Ainda de acordo com a pasta, o contrato de R$ 19 milhões refere-se à contratação de empresa especializada em terceirização de pessoal da área de assistência à saúde, pelo prazo de 180 dias, ou seis meses, no total de 384 profissionais que trabalharão em turnos de 12 horas por 36 de descanso. Além disso, afirmou que eles serão destinados a toda a rede de enfrentamento à pandemia, incluindo mais duas unidades, além do Hospital de Campanha – o Hospital dos Pescadores e o Hospital de Pediatria.
“Porém, cabe informar que as contratações ocorrerão de acordo com a evolução do quadro epidemiológico do município, sendo os quantitativos mencionados, estimados, podendo ser implementados em todo ou em parte, a depender da necessidade da Administração, conforme contrato firmado”, afirmou a SMS.
Em representação enviada ao Ministério Público, o Sindicato dos Médicos do Rio Grande do Norte solicitou que a Prefeitura seja intimada a prestar informações acerca dos contratos e, caso contrário haja a instauração de inquérito civil ou o ajuizamento de ação civil pública em desfavor do gestor público responsável pelo cumprimento das medidas.
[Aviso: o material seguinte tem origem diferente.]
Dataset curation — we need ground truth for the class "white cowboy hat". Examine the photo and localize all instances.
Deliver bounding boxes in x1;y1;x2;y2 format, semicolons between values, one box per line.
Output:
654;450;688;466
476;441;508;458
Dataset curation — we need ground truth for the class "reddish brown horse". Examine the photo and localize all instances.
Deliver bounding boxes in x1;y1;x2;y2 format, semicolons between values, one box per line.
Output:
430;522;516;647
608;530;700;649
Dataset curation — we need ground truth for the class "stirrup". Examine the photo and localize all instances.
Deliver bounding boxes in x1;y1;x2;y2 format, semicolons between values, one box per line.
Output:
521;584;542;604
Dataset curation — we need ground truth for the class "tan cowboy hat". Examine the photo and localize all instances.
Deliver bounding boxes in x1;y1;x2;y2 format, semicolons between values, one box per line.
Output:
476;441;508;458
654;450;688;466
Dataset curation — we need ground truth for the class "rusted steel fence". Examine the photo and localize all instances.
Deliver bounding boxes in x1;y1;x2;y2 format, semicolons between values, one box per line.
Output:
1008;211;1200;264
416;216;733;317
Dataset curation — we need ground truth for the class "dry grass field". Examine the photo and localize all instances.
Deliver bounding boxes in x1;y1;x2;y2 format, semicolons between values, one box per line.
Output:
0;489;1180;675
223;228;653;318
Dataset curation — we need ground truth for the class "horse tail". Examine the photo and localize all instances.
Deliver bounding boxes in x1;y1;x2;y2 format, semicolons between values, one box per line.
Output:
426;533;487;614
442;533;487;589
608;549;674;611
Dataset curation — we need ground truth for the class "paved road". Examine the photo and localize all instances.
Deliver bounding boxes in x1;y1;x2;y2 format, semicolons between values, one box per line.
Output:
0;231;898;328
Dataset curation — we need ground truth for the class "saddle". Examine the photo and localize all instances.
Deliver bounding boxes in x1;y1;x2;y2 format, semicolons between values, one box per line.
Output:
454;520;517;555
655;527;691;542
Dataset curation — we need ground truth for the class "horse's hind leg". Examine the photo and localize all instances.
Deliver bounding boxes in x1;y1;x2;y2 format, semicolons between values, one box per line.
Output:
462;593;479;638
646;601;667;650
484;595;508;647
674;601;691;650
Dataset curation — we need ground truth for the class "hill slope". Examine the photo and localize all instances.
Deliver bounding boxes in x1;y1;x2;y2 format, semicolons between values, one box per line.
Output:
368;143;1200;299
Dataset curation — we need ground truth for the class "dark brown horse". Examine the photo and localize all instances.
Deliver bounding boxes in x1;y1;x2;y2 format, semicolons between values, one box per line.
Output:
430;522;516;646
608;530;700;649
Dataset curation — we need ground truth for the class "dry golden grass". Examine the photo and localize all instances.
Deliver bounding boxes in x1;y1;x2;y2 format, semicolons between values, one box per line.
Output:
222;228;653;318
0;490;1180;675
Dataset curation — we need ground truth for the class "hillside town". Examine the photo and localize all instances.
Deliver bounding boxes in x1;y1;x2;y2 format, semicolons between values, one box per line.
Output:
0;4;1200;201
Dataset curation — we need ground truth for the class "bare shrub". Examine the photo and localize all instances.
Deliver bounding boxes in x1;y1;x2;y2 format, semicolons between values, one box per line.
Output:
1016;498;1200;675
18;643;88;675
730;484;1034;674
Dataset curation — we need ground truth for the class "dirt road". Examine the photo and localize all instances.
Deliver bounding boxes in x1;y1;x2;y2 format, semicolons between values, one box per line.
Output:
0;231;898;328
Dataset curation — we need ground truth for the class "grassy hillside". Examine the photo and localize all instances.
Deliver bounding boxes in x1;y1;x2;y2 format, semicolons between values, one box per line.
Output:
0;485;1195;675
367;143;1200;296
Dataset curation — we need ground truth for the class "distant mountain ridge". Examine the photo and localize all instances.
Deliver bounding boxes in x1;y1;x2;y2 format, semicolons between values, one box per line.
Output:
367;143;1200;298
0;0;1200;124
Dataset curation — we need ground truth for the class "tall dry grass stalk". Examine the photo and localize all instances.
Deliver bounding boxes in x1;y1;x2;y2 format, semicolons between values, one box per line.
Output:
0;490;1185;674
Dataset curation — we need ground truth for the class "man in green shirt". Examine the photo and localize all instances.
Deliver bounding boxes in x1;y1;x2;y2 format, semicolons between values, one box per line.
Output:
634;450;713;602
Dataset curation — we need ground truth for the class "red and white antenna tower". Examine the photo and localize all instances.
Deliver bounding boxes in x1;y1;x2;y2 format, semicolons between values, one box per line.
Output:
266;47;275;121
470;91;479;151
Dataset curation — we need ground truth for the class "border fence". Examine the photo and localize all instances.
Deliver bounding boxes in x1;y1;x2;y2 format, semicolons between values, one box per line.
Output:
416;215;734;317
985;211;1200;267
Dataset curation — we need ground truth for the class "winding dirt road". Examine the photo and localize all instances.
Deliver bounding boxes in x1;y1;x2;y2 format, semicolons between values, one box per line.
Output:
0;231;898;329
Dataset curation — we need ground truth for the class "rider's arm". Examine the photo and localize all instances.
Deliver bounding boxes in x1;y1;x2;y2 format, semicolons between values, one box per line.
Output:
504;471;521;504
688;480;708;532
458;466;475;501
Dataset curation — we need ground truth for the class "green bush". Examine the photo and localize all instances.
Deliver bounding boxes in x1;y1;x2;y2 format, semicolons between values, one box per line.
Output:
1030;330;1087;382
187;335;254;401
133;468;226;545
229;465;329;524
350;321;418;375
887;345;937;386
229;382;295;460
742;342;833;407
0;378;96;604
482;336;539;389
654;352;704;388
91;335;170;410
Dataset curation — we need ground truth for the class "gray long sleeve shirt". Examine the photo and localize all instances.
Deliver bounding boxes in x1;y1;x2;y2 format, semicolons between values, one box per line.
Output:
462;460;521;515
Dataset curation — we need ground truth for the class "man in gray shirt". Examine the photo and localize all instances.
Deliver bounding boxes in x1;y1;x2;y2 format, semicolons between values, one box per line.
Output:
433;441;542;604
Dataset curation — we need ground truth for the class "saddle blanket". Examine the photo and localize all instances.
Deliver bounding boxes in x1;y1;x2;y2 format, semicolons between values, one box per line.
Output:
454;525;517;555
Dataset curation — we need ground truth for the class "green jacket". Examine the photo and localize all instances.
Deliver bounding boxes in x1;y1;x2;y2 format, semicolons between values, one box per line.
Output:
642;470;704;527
No pedido, a entidade ainda afirmou que há “um risco enorme e iminente de malversação de recursos públicos, o que atrai a necessidade imperiosa e inadiável de atuação” do Ministério Público.
Contratações
O sindicato também entrou com uma ação na Justiça do Trabalho para tentar impedir que a empresa contratada pela prefeitura execute o serviço de mão de obra médica através da contratação de profissionais de cooperativas, que não teriam direitos trabalhistas garantidos, através dessa forma de trabalho.
Para o presidente do sindicato, Geraldo Ferreira, a medida é preocupante principalmente durante uma pandemia, porque, através desse tipo de contrato, os profissionais que estariam expostos aos riscos de contrair a Covid-19 não teriam nenhuma garantia, como afastamento remunerado.
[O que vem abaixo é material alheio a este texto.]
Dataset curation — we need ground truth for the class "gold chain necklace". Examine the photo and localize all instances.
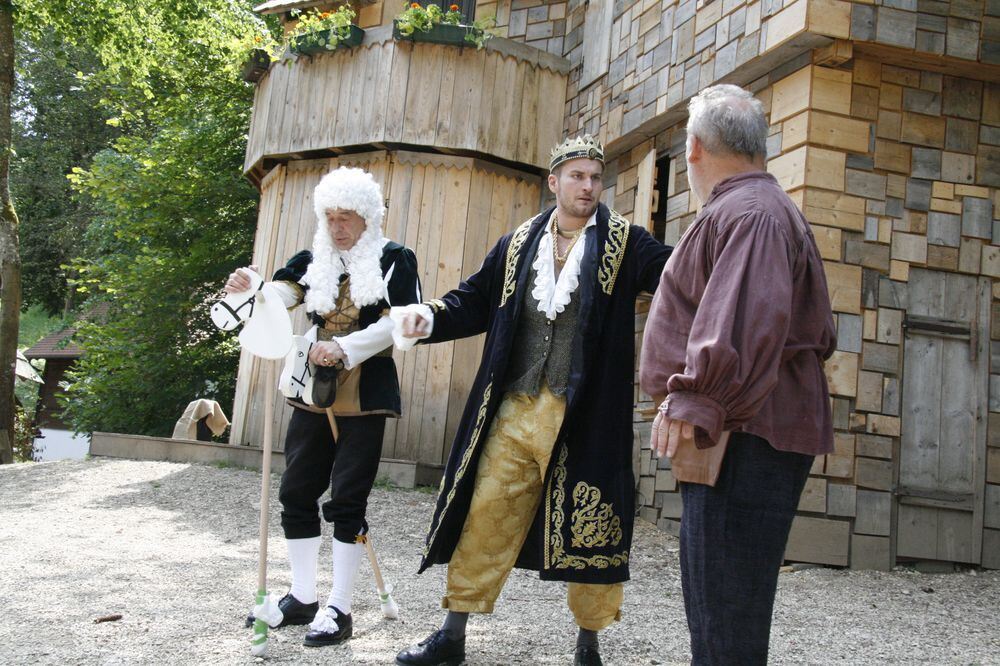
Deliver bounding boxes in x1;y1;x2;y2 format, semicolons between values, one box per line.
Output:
551;211;584;265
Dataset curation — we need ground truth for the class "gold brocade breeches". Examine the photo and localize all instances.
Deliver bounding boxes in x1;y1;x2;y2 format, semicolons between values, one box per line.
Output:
442;385;623;631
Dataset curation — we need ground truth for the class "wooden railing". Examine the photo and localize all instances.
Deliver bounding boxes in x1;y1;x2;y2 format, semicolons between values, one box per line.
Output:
244;26;570;174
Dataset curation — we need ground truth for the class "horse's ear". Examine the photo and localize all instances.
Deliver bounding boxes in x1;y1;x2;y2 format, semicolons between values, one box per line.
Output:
211;268;264;331
240;282;292;359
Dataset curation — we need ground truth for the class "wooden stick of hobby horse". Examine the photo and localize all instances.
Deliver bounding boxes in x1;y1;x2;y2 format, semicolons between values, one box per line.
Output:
326;407;340;443
250;359;275;657
326;407;399;620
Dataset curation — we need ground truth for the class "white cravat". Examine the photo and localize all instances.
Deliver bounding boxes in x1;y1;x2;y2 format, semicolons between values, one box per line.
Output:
531;211;597;320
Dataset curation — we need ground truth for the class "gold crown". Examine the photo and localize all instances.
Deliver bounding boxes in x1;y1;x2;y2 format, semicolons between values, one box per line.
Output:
549;134;604;171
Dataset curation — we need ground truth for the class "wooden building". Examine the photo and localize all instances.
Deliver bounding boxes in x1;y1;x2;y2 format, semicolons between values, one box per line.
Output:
233;0;1000;569
24;328;90;460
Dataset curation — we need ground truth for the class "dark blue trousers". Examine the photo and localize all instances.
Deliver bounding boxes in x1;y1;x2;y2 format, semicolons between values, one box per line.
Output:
681;432;813;666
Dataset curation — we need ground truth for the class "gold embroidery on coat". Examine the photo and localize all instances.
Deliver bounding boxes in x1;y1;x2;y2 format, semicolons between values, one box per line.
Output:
570;481;622;548
500;218;535;307
424;381;493;556
545;446;628;570
597;211;629;296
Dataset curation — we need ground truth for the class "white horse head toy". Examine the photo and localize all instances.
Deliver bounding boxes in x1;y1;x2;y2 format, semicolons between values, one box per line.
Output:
211;268;292;359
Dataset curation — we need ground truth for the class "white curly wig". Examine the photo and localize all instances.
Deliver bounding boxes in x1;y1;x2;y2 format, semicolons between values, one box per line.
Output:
302;167;385;315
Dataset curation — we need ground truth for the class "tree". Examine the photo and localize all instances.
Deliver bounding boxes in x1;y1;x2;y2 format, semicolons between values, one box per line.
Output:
0;0;276;456
0;0;21;465
11;31;121;315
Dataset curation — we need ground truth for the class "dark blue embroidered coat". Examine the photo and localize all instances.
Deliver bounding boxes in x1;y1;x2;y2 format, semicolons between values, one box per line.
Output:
272;241;420;418
420;204;670;583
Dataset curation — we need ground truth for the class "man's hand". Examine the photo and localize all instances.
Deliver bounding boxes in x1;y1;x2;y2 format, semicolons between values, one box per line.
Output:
650;411;694;458
402;312;430;338
224;266;257;294
309;340;347;367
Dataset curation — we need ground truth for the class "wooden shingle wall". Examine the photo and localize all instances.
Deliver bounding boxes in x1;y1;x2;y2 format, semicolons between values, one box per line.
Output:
607;57;1000;569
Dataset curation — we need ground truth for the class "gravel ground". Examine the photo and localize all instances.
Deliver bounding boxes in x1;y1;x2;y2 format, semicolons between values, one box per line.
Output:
0;459;1000;665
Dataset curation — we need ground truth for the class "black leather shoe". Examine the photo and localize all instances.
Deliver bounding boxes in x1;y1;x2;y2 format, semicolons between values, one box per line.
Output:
573;645;604;666
396;629;465;666
302;606;354;647
246;592;319;629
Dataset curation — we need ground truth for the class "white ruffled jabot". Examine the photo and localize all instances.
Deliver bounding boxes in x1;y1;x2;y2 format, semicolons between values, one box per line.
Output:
531;212;597;320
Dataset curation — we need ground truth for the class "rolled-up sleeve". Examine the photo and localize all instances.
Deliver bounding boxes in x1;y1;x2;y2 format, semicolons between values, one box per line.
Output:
665;213;795;448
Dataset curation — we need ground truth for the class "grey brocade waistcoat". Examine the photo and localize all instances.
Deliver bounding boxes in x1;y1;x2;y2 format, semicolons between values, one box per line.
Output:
504;260;580;396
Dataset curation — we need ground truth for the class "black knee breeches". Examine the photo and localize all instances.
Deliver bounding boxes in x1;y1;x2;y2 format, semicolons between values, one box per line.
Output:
279;409;386;543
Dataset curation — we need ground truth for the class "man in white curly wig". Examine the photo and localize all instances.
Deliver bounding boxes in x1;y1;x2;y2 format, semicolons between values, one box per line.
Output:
226;167;420;646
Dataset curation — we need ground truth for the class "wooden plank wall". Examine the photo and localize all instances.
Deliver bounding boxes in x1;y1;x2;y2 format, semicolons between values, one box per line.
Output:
230;151;541;465
244;39;566;170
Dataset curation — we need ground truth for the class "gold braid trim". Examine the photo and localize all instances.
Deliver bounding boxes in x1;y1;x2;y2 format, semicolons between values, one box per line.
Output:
545;446;628;570
424;381;493;556
424;298;445;314
500;218;536;307
597;211;629;296
570;481;622;548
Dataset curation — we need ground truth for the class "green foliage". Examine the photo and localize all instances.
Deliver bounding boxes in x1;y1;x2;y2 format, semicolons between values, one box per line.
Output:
287;5;357;52
11;34;118;314
58;107;257;436
17;305;67;349
7;0;275;435
394;2;496;49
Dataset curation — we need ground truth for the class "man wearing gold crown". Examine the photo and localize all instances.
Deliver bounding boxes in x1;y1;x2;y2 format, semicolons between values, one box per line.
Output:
390;135;670;666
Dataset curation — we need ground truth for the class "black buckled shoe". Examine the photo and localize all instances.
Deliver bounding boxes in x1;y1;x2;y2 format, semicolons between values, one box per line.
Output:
246;592;319;629
396;629;465;666
573;645;604;666
302;606;354;647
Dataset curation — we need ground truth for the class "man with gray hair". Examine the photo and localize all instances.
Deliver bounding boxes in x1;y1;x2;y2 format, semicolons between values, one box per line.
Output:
640;85;836;664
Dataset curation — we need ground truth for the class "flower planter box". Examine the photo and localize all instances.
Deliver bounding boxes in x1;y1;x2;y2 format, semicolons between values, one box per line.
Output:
291;23;365;55
242;49;271;83
392;21;473;46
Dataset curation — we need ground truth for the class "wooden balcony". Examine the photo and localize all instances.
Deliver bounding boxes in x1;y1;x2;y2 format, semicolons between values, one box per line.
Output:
244;26;570;180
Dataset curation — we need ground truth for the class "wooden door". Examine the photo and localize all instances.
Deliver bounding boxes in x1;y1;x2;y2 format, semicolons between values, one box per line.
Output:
896;269;990;563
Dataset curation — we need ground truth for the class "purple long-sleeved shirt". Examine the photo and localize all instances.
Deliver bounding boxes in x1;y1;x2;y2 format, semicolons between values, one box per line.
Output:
640;171;836;455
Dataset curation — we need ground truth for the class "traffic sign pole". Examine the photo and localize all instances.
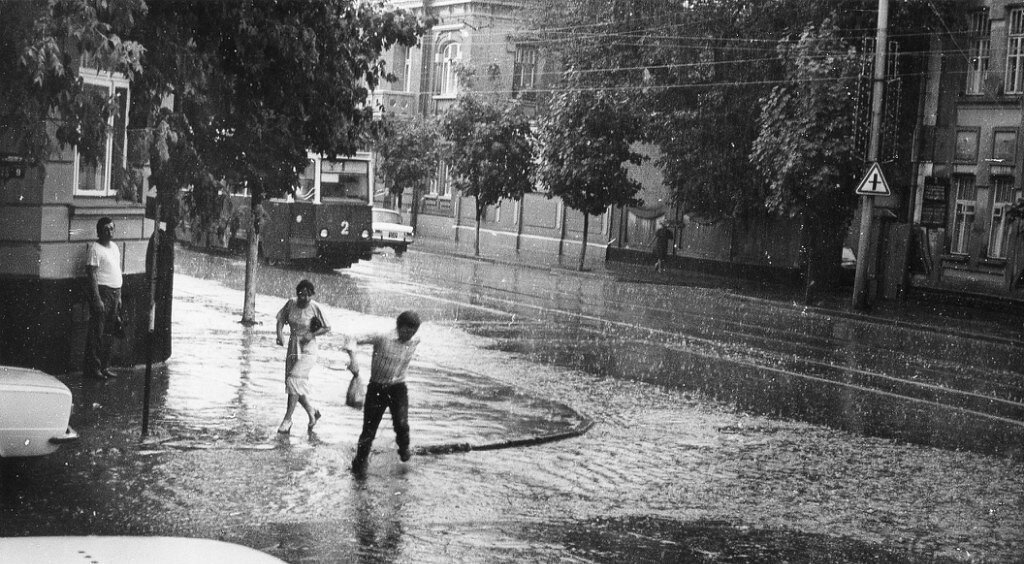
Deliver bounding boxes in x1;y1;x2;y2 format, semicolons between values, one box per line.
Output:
853;0;889;310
“O curioso é que a empresa contratada para prestar a execução de serviços de mão de obra, de assistência à saúde (…) não possui em seus quadros os profissionais médicos, querendo realizar a contratação de tais profissionais médicos através de novo contrato via cooperativas. Excelência, como uma empresa que fora contratada através de dispensa de licitação pretende terceirizar atividades-fim por meio de cooperativas de intermediação de mão de- obra?”, questionou o sindicato na ação.
“Realizada a contratação emergencial (estado de calamidade), esperava-se que a empresa contratada pelo Município realizasse contratação de pessoal que suprisse, minimamente, a demanda da rede de saúde da cidade. Ocorre que, no caso dos profissionais médicos, tais medidas estão sendo realizadas através de subcontratação, via cooperativas”, apontou ainda.
O pedido do sindicato é de que o contrato seja interrompido e que a prefeitura e a empresa sejam impedidas de fazer esse tipo de contratação. Ainda pede que os profissionais sejam contratados através de concurso temporário ou contratação direta pelo próprio município.